A FLOR DA PELE


A FLOR DA PELE
Começou com um cheiro de terra úmida, que descobriu vir de sua própria pele.
Depois o apelo incoltrolável da chuva convidando-a a purificar-se.
Por fim abelhas, perseguindo-a como se retivesse mel.
Um dia, ao acordar, sentiu-se drenada pela claridade que invadia as frestas da veneziana.
Abriu a janela e desabotoou a camisola.
Um girassol brotara em seu peito.
Como um animalzinho, ele inclinava o pescoço em direção à luz.
A primeira reação foi de espanto, mas ao verificar que seu colo aquecia-se morno, ela sorriu, aceitando.
De pálpebras cerradas, o corpo era entrada.
O sol penetrava doce e intenso, e o filhote de girassol devolvia-se em pétalas, caule e cor.
A caminho do trabalho parecia levitar, sem qualquer esforço o trajeto desenrolava-se sob seus pés.

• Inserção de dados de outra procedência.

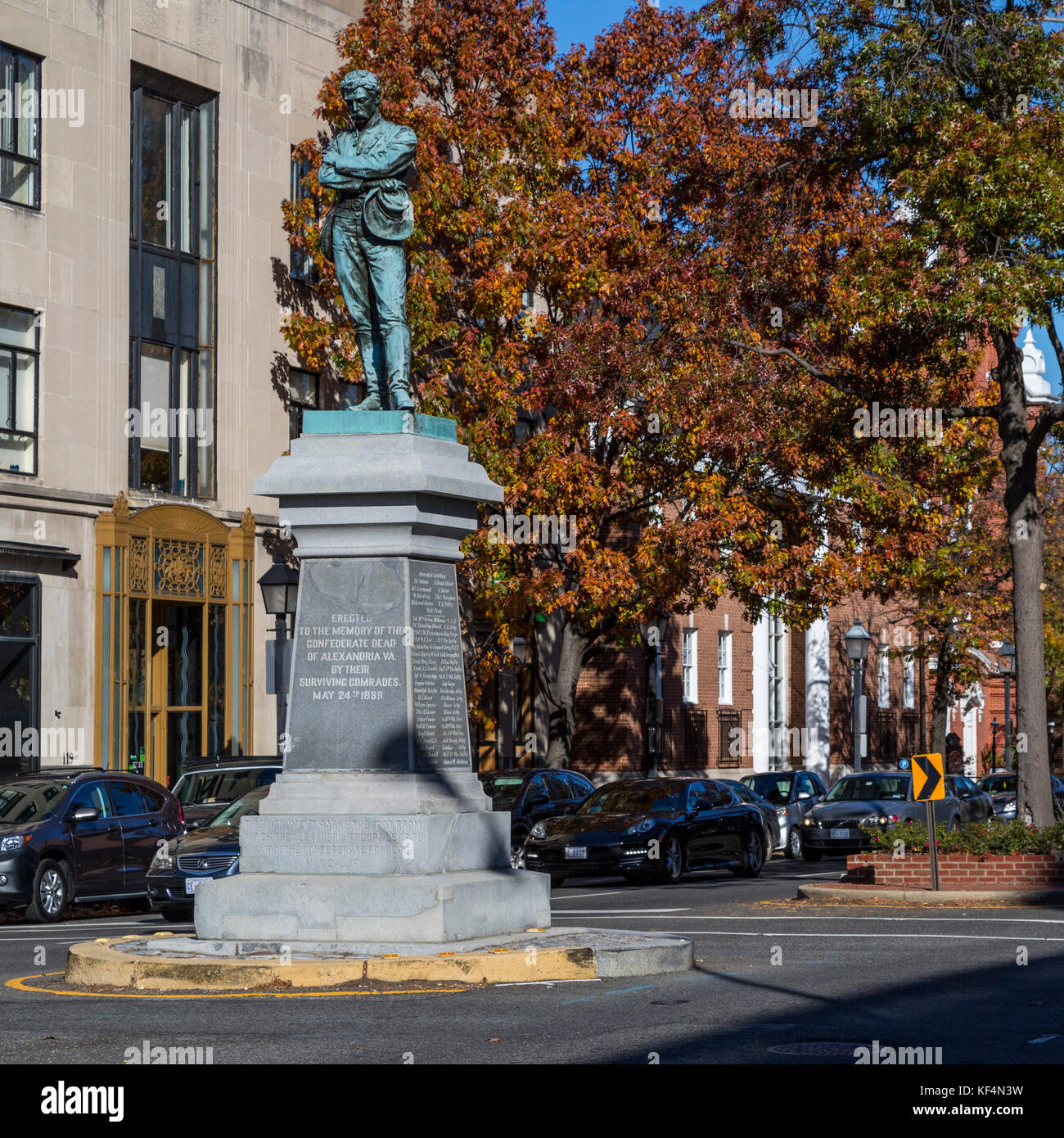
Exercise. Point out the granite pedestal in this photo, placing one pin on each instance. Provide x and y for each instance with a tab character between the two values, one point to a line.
378	829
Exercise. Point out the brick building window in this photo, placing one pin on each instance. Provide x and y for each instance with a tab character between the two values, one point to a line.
908	682
724	667
691	665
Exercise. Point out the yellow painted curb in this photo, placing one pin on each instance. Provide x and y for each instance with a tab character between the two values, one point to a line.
97	964
20	985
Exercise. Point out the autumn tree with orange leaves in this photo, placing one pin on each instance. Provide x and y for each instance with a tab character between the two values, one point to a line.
584	244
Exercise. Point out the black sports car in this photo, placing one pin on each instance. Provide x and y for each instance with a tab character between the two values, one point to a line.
655	829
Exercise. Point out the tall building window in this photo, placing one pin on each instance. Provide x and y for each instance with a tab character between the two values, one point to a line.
724	667
303	395
20	128
300	264
172	294
20	667
20	352
691	665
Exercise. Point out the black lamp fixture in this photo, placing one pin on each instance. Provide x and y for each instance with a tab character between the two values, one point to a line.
280	587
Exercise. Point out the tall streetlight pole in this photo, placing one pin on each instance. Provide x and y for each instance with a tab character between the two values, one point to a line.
1008	654
857	641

Adivinhava, ainda de olhos fechados, sorrisos de inefável beleza, dando passagem à flor que rasgava o vestido.
Experimentava-se permeável à vida, sem ansiar entender-se, à flor da pele.
Ao passar por uma praça, obedeceu ao impulso de enterrar-se junto às raízes da grama fofa. Ficou ali, alguns minutos...ou horas, como um cadáver feliz, de abdômen para cima, fortalecendo o girassol.
O vira-latas farejou-a, a criança apoiou-se em seus seios para observar de perto a criatura amarela.
Misturava-se à superfície fértil, palpável, tal qual grão diluindo-se no todo.
Ao mesmo tempo, deixava-se contagiar por uma nova solidão, distinguindo-a, ampliando-a, transcendendo-a : lucidez. O céu era azul. O mundo despia-se.
Estava à mercê das revelações.
Finalmente levantou-se, impregnada de castanho, entregando-se ao caminho indicado pela flor-bússola.
Foi caminhando, ombros abertos, mãos espalmadas, nariz alto sorvendo a manhã; distanciando-se...até o invisível.
Acreditam, alguns, que tenha desaparecido, sem vestígios.
Mas há os que aguardam, pacientemente, seu retorno: afirmam que um girassol no peito é coisa fragilíssima, não dura para sempre.